In the good old days of highway building, engineers could pave over just about anything in their path -- and the Texas Dept. of Transportation earned a reputation for doing just that. The rules of the game changed in the past 30 years, however, and now endangered amphibians -- or even historic buildings -- can stall or alter a highway project. Such is the case with TxDOT's controversial $2 billion plan to overhaul a 45-mile stretch of I-35 from Georgetown to Buda, adding safety improvements, two main lanes and two elevated HOV lanes through downtown. Expansion opponents from Eastside neighborhoods plan to apply for federal historic protections and promise to fight TxDOT all the way to salvage historic structures in their neighborhood.

TxDOT has begun the project's environmental assessment, a federally mandated impact study to assess potential disruption to the surrounding area. Part of the assessment, as required by the 1966 National Historic Preservation Act, is a review of any historic buildings affected by the project. With some of Austin's older neighborhoods abutting the proposed right-of-way, however, the historic review process could sink the 13-year-old expansion plan into further controversy and delay. The agency has begun working with City Historic Preservation Officer Barbara Stocklin and the Texas Historical Commission to determine which historic structures the expansion might damage. It's a back-and-forth process, and ultimately the Historical Commission will decide which structures must be preserved.

Stocklin expects trouble to brew between residents -- who want to spare as much of their neighborhoods as they can -- and TxDOT, which wants as few structures as possible designated historic. She's pushing TxDOT to hold several public meetings this fall to specifically address historic impacts; so far, TxDOT's public-input process hasn't been informative enough, she says. "TxDOT has had lots of meetings," said Stocklin, "but I keep encountering people who have land the project is taking or where TxDOT is taking historic buildings, and [these residents] aren't aware of the impact. I don't think this is being disseminated very well."

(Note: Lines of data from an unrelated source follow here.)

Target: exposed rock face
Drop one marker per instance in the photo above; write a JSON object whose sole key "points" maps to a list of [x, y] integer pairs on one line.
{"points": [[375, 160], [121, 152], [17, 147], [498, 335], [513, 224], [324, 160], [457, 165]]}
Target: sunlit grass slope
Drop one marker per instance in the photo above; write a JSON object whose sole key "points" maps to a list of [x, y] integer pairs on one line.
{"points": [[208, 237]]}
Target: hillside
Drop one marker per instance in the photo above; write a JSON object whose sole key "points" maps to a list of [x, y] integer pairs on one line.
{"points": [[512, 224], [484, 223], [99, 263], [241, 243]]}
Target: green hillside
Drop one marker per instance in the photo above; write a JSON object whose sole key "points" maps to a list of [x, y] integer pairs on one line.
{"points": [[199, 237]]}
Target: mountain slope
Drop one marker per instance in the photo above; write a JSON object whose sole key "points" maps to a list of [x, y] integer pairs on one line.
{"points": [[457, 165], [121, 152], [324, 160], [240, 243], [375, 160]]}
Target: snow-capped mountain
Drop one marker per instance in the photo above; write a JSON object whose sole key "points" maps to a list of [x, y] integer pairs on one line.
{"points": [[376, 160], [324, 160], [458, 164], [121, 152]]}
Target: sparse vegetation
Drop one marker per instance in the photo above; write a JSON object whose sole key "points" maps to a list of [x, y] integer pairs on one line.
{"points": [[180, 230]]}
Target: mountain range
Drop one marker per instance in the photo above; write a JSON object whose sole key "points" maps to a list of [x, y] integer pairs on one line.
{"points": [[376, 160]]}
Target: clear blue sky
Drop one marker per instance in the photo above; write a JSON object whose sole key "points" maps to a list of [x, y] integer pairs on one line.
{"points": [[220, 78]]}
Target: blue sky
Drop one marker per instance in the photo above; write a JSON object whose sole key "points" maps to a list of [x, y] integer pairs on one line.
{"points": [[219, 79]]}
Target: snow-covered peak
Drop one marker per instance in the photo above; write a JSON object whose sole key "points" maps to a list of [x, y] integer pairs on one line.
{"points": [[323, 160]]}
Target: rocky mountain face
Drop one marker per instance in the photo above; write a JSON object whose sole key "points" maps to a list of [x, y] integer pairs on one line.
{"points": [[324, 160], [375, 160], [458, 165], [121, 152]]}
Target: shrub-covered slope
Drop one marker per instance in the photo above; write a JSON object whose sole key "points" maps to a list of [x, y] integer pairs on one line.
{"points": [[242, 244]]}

Stocklin and TxDOT Historic Preservation Planner Daniel Harris have split the downtown area into three sections, and are currently examining historic structures from Town Lake to Seventh Street. In upcoming months they will compile reports for Seventh to Martin Luther King Boulevard, and from MLK to 53rd Street. TxDOT has already altered its right-of-way line to save seven structures south of Seventh, including the restored Robinson Bros. warehouse at Fifth Street. Stocklin and Harris say the real fights will come when the process moves north to neighborhoods such as Cherrywood, Blackland, and French Place, where many residents have joined the year-old North Central Interstate 35 Neighborhoods Coalition (NCINC) to collectively oppose TxDOT's current design.

Cherrywood Neighborhood Association member Bree Buchanan says her area and other Eastside neighborhoods are applying through the Texas Historical Commission for federal designation as historic districts, and will fight to save as many historically eligible structures as possible. (Two neighborhoods along I-35, Swede Hill and Rainey Street, have been listed on the National Register of Historic Places since the 1980s.) If a neighborhood is listed, it qualifies for review and possible protection under federal law, especially if residents can show that byproducts of highway expansion, such as increased air pollution and traffic, will be harmful to the area. "If more neighborhoods are designated, it makes what [TxDOT] wants to do harder," Buchanan said. "These issues will be raised. We are worried about cut-through traffic."

Harris concedes that the fewer historic buildings and zones found near the project, the better for TxDOT. "But that doesn't mean it's because we find them a nuisance or something," he said. The agency will follow the process required by federal law, with the amount of public input determining the length of the historic review process. That process could become an effective avenue for critics of the design to fight the project and force TxDOT to address their complaints -- including lack of direct access to the redeveloped Mueller Airport site, which residents say will increase traffic through their neighborhoods.

TxDOT officials say they hope to complete the environmental assessment phase of the project in the next six months; actual construction probably won't start until 2010, once enough funding and right-of-way land are acquired. A heated debate over historic structures could make that timetable hard to keep. "I've heard there's probably going to be controversy," Harris said of the looming historic review process. "When there's a project of this size and scope, there's usually controversy."